Google Analytics Best Practices
  1. Go in with questions rather than trying to look for answers

    I see this happening way too often, business owners and marketers log into their Google Analytics account without a clear plan and apparently think that Google Analytics is just going to give them all the answers.

    However, how do you want to get an answer if you don’t even have asked a question?

    In order for Google Analytics to be helpful, you need to go in with questions and problems that are happening within your business, funnel or marketing and find the data that helps you to answer those questions.
  2. Set up different views & customise

    Similar to KPIs, every Google Analytics should be set up differently, because every business is different. However, always make sure to customise your Google Analytics instead of just pasting your tracking code to your website.

    Every Google Analytics out there should have three different views. The back-up view, testing view and production view: this helps you to secure your data, since adding filters will permanently alter your data.

    You have no idea about views or filters? Make sure to read through this article to be on top of your Google Analytics setup and know everything about the importance of views.
  3. Set up proper goals

    Again, there’s no blank setup on what goals need to be set up for your Google Analytics tracking to work properly & efficiently, so instead of talking about particular goal flows, I’ll briefly touch on how we usually structure our goals which is based upon the ACE formula.

    • A: Aware
    • C: Complete
    • E: Engage

    We usually set up those different goal flows to segment our prospects and/or customers.
    The first segment identifies goals that after completion confirm that the visitor or prospect is aware of your brand and solution.

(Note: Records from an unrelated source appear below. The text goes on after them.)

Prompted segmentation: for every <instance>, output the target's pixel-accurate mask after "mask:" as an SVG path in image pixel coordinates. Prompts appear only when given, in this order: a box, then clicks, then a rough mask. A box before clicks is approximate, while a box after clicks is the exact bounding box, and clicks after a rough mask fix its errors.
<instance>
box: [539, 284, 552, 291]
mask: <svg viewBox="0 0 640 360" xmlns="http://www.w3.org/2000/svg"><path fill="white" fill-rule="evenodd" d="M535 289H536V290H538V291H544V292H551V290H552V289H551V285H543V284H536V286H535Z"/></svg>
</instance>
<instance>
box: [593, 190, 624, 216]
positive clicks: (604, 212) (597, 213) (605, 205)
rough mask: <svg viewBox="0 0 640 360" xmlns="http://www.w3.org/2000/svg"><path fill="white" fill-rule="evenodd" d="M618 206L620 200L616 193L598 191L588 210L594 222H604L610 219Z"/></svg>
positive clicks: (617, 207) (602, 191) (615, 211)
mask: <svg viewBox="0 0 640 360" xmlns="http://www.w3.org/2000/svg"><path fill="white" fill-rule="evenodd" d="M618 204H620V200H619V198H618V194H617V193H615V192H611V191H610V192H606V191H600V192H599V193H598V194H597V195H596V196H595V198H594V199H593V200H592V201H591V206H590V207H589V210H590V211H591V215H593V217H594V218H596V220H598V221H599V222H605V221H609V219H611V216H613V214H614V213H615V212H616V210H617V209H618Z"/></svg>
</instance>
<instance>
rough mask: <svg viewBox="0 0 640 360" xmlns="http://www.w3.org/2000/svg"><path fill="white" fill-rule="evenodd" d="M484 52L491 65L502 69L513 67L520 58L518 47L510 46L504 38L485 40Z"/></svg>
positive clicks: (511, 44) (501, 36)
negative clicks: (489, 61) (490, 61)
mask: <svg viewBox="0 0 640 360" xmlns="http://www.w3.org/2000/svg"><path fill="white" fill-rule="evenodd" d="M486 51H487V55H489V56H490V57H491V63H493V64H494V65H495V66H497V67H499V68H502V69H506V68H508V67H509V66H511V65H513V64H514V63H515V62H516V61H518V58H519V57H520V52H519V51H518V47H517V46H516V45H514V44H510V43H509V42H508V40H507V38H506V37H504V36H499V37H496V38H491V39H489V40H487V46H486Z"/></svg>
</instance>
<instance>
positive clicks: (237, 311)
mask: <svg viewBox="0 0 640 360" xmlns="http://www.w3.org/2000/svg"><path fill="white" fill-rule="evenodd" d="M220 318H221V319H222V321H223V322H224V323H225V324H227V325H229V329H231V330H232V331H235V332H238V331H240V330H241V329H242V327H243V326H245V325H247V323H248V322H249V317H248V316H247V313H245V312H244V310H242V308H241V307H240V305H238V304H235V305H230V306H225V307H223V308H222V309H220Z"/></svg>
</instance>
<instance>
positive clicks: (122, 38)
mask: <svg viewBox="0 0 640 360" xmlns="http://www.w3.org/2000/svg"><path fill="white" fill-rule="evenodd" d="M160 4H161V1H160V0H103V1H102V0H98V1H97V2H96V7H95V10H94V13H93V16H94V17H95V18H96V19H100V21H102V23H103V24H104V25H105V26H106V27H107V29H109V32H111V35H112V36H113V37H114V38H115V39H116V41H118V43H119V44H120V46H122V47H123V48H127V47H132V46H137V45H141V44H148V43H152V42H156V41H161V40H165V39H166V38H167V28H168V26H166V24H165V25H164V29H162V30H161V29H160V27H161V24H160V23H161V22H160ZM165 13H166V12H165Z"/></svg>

    An example for an awareness goal would be if somebody had visited your pricing or product page.

    An example for an engagement goal would be if somebody clicked on more than two pages per session.

    An example for a completion goal would be if somebody signed up for your newsletter.
Google Analytics Common Mistakes
  1. Trying to gather learnings on a superficial level

    I hate to generalise things, there are definitely certain quick things that can be identified on an overview level within your GA report, however, in order to fully leverage the power of this tool you need to dig deeper.

    In order to find actionable learning that can then be implemented into your business and daily operations you shouldn’t just look at the conversion overview to see your AOV and CVR. Those are metrics that you can see in every basic eCommerce dashboard. The power of Google Analytics lays in the fact that you can dig a layer deeper, segment your audience and analyse different cohorts of your audience that produce greater results.
  2. Not setting up GA properly

    There are a lot more things that actually go into setting GA up properly that go far beyond just adding the tracking snippet into your header tag of your website.

    I’ll not be talking about this in any detail, since you can almost open a whole new blog on this topic, however, setting up GA properly goes from adding different views & filters to implementing Google Tag Manager.

    I wanted to mention this in this blog article, since the amount of accounts that we onboard with a fragmented data set within Google Analytics is mind-boggling.

    Make sure to do your due diligence or even work with a one-time freelancer to set up your account properly. Trust me, it will be well worth it further down the road.
  3. Not using UTM parameters

    UTM parameters provide transparency within your data and help you to attribute your click properly. Especially in times of rising data concerns and iOS 14.5, giving advertisers and business owners a hard time attributing and evaluating their performance, this helps you to streamline your marketing efforts, segment your audience and understand your customer’s journey a lot better.